In the view of Trump and Pence, women who allege that rich or powerful men have committed sexual misconduct are mere “opportunists” standing to gain from a quick settlement payout or public notoriety. But the “opportunistic” narrative about false reports shares a similar root in misogyny. The women who accuse rich or powerful men of sexual misconduct do not share the same legal and circumstantial safeguards afforded those men. There is a strong incentive not to falsely report sexual misconduct when the accused is rich or powerful because it may lead to a defamation suit; and in criminal cases, it may lead to prosecution. Additionally, the notoriety achieved by the accuser is hardly an incentive because it highly intrudes into the personal affairs of the accuser.
Perhaps it is possible that Trump’s accusers are lying, as he has unequivocally maintained. In that case the Graham Rule would not share the assumption of the Myth of the Lying Women with Trump’s view of women. But, it seems unlikely that all 15 allegations of sexual misconduct against Trump are false reports. Such a result, if true, would be a gross deviation from statistical likelihood. With such unlikely odds, it seems safe to say that both Trump and Pence share the view that women are deceitful and likely to fabricate lies about sexual encounters.
“I moved on her like a bitch, but I couldn’t get there and she was married.”
Trump, Pence, and Billy Graham lack a respect for marriage and the professionalism of women. In the Access Hollywood tape, Trump can’t help but comment on coworker Arianne Zucker’s appearance. As a married man, he found her irresistible. Trump, then-newly-wed to Melania, remarked about past sexual conquests of other married women. Without knowing the nature of Trump’s own marital vows, he clearly demonstrated little respect for other married couple’s vows when he so aggressively sought to undermine them. Additionally, he found it within the bounds of acceptable topics to discuss such indiscreet behavior with coworkers. Trump attempted to reduce the relationship with his colleagues to a sexual relationship, or one revolving around speculative sex.

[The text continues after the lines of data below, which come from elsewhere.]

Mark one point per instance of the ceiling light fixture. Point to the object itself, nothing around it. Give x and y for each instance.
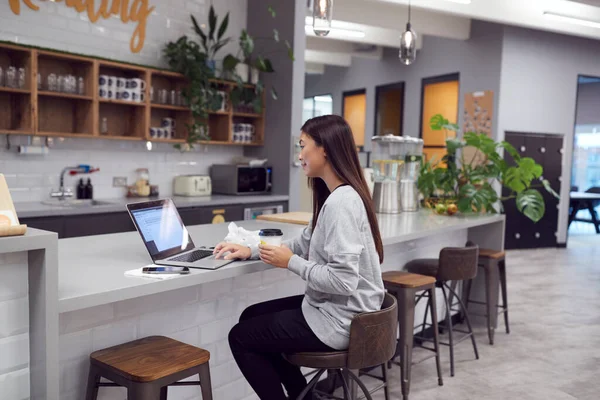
(322, 15)
(572, 20)
(339, 32)
(460, 1)
(408, 43)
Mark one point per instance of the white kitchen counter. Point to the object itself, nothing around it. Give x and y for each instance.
(91, 269)
(37, 209)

This reduction of professional relationships to sexual relationships is implicit in the Graham Rule also. Pence does not meet with women privately because he fears it may lead to sex. It is women who bear the negative brunt of this fear when they are shut out of political decision-making.
Most ironically, men who follow the Graham Rule are regarded as having a healthy respect for their marriage. The Graham Rule is followed to protect marital fidelity. But what sort of respect do these men actually have for marriage? A preoccupation with adultery dictates their view of marriage. Sex becomes the end or aim of every relationship. The Graham Rule is premised on a sensibility that the fault is not in the man disregarding marital vows in pursuit of an extramarital affair, but rather the fault is in the fatalistic “stars.” These men are driven by fear rather than a careful consideration of the importance of their marital relationship. A sense of ordained infidelity is the driving force behind the Graham Rule–not respect for the marital relationship. These husbands do not trust themselves to be alone with women because if given the opportunity they are afraid of what will happen.
Instead, adherents of the Graham Rule do not wish to keep their marital vows as much as to avoid the test of them.